Lizbon’da bir kedi…

Denis OJALVO Köşe Yazısı
24 Kasım 2010 Çarşamba

19-20 Kasım 2010 tarihlerinde Lizbon’da gerçekleşen NATO zirvesinde bir araya gelen 28 üye ülke yetkilileri Avrupa sathını ve Avrupa’daki toplulukları, Türkiye’nin İran’ın isminin zikredilmemesi konusundaki ısrarını müteakip, menşei gayri sahih bir füze tehdidine karşı koruyacak bir düzeneğin kurulmasını incelemeye karar verdiler. Şaka gibi…
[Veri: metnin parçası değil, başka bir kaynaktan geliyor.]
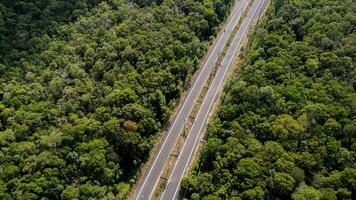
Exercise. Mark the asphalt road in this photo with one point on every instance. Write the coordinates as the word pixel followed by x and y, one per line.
pixel 151 178
pixel 194 135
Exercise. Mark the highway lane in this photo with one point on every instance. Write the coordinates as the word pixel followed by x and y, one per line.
pixel 151 178
pixel 194 135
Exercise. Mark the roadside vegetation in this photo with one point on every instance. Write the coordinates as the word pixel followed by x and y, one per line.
pixel 86 85
pixel 286 128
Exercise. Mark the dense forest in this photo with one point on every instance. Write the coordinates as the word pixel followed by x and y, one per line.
pixel 85 86
pixel 286 128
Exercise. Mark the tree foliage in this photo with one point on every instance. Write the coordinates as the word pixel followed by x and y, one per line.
pixel 85 86
pixel 286 127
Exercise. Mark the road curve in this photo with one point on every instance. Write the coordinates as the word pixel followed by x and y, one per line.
pixel 151 178
pixel 172 188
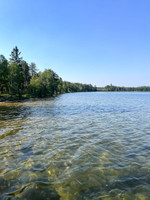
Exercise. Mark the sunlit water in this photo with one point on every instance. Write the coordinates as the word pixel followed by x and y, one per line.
pixel 79 146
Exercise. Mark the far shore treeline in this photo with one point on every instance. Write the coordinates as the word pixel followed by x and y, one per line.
pixel 18 78
pixel 22 80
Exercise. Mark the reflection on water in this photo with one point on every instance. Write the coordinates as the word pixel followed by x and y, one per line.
pixel 76 146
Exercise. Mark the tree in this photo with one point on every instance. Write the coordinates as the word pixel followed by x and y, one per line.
pixel 3 74
pixel 25 74
pixel 15 56
pixel 33 69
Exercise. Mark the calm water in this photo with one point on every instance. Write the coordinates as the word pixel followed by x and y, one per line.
pixel 81 146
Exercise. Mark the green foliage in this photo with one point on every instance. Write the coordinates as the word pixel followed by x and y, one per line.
pixel 14 56
pixel 113 88
pixel 3 74
pixel 17 78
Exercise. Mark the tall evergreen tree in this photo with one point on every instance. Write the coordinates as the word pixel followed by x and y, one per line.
pixel 33 69
pixel 3 74
pixel 15 56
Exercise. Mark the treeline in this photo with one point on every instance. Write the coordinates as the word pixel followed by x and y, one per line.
pixel 19 78
pixel 113 88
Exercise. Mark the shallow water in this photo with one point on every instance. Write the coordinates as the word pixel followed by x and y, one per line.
pixel 79 146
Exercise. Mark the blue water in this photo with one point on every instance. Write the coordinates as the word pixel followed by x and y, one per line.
pixel 76 146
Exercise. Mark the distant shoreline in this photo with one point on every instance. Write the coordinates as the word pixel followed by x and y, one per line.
pixel 8 98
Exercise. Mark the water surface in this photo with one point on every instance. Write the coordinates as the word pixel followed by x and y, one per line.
pixel 76 146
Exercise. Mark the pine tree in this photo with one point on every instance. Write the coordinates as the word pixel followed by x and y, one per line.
pixel 14 56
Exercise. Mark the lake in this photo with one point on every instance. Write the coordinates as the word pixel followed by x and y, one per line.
pixel 77 146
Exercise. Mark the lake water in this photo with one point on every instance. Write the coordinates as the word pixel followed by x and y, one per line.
pixel 80 146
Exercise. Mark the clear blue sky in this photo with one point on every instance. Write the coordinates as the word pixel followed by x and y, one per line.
pixel 89 41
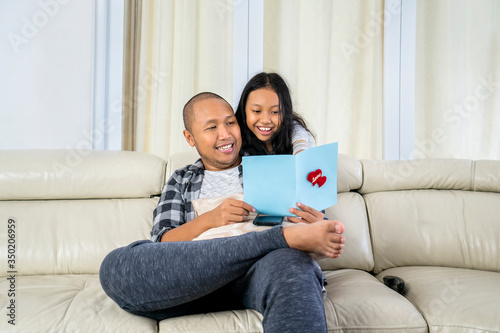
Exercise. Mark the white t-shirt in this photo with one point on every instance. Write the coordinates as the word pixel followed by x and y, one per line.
pixel 219 183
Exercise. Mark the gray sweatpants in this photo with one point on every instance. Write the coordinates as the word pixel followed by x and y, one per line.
pixel 253 271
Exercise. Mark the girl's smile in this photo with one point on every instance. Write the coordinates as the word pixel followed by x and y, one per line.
pixel 263 115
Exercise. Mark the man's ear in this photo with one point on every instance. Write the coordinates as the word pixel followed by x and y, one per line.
pixel 189 137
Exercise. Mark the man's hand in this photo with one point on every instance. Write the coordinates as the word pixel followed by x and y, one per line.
pixel 306 214
pixel 228 212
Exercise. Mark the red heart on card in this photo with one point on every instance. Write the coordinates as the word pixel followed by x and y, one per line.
pixel 316 177
pixel 321 181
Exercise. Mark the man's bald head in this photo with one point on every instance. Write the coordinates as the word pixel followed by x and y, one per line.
pixel 187 112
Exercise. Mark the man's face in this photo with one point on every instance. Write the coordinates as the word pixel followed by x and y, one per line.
pixel 215 134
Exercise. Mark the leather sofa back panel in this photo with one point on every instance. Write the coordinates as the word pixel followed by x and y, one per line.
pixel 73 236
pixel 79 174
pixel 351 211
pixel 349 173
pixel 435 228
pixel 444 174
pixel 487 176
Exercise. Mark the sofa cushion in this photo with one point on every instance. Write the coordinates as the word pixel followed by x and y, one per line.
pixel 244 321
pixel 453 299
pixel 435 228
pixel 444 174
pixel 487 176
pixel 67 303
pixel 73 236
pixel 76 174
pixel 357 302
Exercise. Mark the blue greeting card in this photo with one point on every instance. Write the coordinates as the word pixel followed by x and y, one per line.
pixel 275 183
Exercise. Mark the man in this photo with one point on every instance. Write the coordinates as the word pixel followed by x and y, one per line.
pixel 270 271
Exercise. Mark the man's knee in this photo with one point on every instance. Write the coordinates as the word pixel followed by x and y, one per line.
pixel 291 264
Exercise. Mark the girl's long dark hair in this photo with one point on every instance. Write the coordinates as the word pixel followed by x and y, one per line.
pixel 282 140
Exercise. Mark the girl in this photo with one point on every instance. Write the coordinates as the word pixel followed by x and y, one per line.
pixel 267 121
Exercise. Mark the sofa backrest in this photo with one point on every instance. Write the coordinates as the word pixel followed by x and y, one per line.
pixel 70 208
pixel 433 212
pixel 350 210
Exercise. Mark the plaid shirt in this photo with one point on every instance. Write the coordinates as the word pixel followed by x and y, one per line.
pixel 174 207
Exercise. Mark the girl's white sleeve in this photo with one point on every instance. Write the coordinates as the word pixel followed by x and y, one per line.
pixel 301 138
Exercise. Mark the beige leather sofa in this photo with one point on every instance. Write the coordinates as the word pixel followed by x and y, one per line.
pixel 433 223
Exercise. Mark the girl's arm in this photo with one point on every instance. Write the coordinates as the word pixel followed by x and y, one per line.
pixel 301 139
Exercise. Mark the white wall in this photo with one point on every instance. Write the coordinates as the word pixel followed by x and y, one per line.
pixel 46 66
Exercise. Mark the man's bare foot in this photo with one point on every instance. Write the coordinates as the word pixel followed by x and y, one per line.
pixel 322 238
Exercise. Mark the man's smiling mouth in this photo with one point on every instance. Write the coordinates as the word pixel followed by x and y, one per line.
pixel 225 148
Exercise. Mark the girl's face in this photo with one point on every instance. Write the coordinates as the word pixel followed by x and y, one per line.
pixel 262 114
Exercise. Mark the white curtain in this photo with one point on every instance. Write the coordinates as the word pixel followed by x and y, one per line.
pixel 457 111
pixel 174 49
pixel 330 53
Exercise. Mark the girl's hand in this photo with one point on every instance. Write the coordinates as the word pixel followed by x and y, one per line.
pixel 306 214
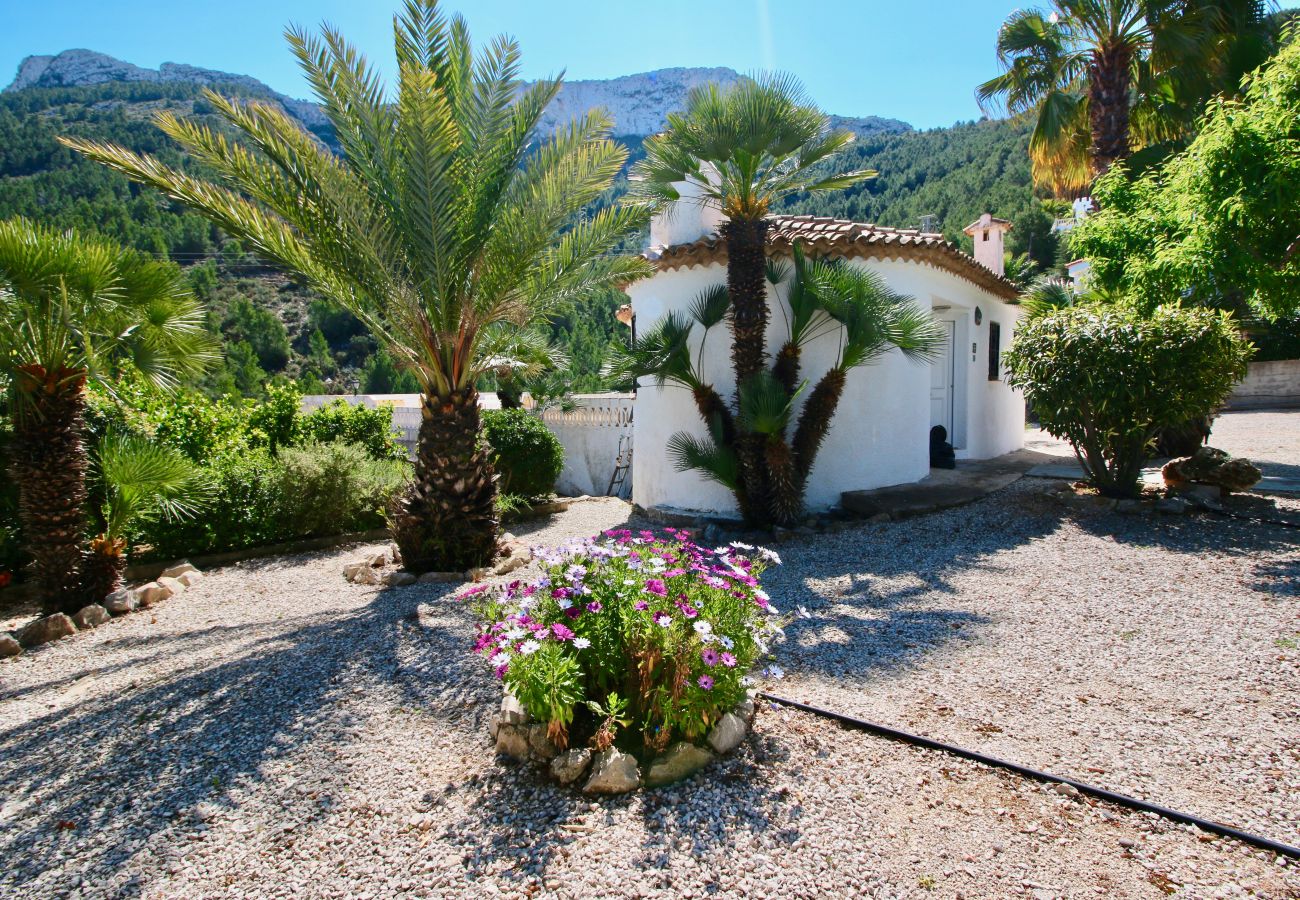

Buna mukabil, eşyayı ismiyle çağırmaktan gocunmayan Fransa Cumhurbaşkanı Nicolas Sarkozy yaptığı açıklamada “NATO’nun resmi belgelerinde herhangi bir isim zikredilmiyor, ancak, Fransa kediye kedi diyor: Füze tehdidi İran kaynaklıdır!” dedi ve İran’ın balistik programının Birleşmiş Milletler Güvenlik Konseyi tarafından kınandığının altını çizdi.

Kendisine yöneltilen bir soru üzerine Sarkozy, algılanan tehdidin Rusya’dan kaynaklanmadığını “İlave edeyim, Soğuk Savaş bitti, Varşova Paktı bitti, SSCB bitti… Rusya ile yeni bir stratejik konsept bina etmemiz gerekiyor” sözleriyle ifade etti.

Kurulması tasarlanan erken uyarı sistemlerinin ve anti-balistik füzelerin hangi ülkelerde konuşlanacakları, bunların komutalarının kimde olacağı gibi temel konular ise masaya yatırılmadı. Erken uyarı sistemiyle elde edilecek istihbaratın İsrail ile paylaşılıp paylaşılmayacağı veya İsrail’in söz konusu anti-balistik füze sisteminin koruma kapsamının dışında tutulup tutulmayacağı NATO’nun Yeni Stratejik Konsept belgesinde zikredilmemekle beraber, İsrail’in mevcut füze kalkan sistemleri ABD’nin İsrail’e yerleştirdiği 2000 km. menzilli (Tel Aviv – Tahran mesafesi 1598 km.) X-Band radar sistemiyle iki senedir ABD ile yüksek derecede entegre durumda. Söz konusu sistemin etkinliği değişik menzilli beş farklı anti-balistik füze düzeneği temel alınarak 2009 Kasımında ABD ve İsrail’in 2000 askeri personelinin katılımıyla ortaklaşa düzenledikleri Juniper Cobra tatbikatıyla sınandı. Konu her ne kadar NATO ise de, tüm sistemlerin ABD menşeli olduğu cihetiyle İsrail’in istihbarattan dışlanması pratikte mümkün değil. Görünen o ki, NATO, ABD ile İsrail arasındaki mevcut işbirliğine eklemlenmek durumunda.

Lübnan’daki Hizbullah cephaneliklerini Suriye üzerinden kısa menzilli füzelerle donatan İran’ın kendi füze arsenalinin bir bölümünü Suriye’de konuşlandırmasının önünde herhangi bir engel bulunmuyor.  Bu durumda Türkiye’de konuşlanabilecek erken uyarı ve füze kalkanı tesislerinin İsrail’e faydası oldukça sınırlı olacaktır.

NATO’nun Füze Kalkanı konusu ete kemiğe büründükçe İran’ı gücendirmemek için isminin zikredilmemesinin zevahiri kurtarmaya yetip yetmediğini izleyeceğiz.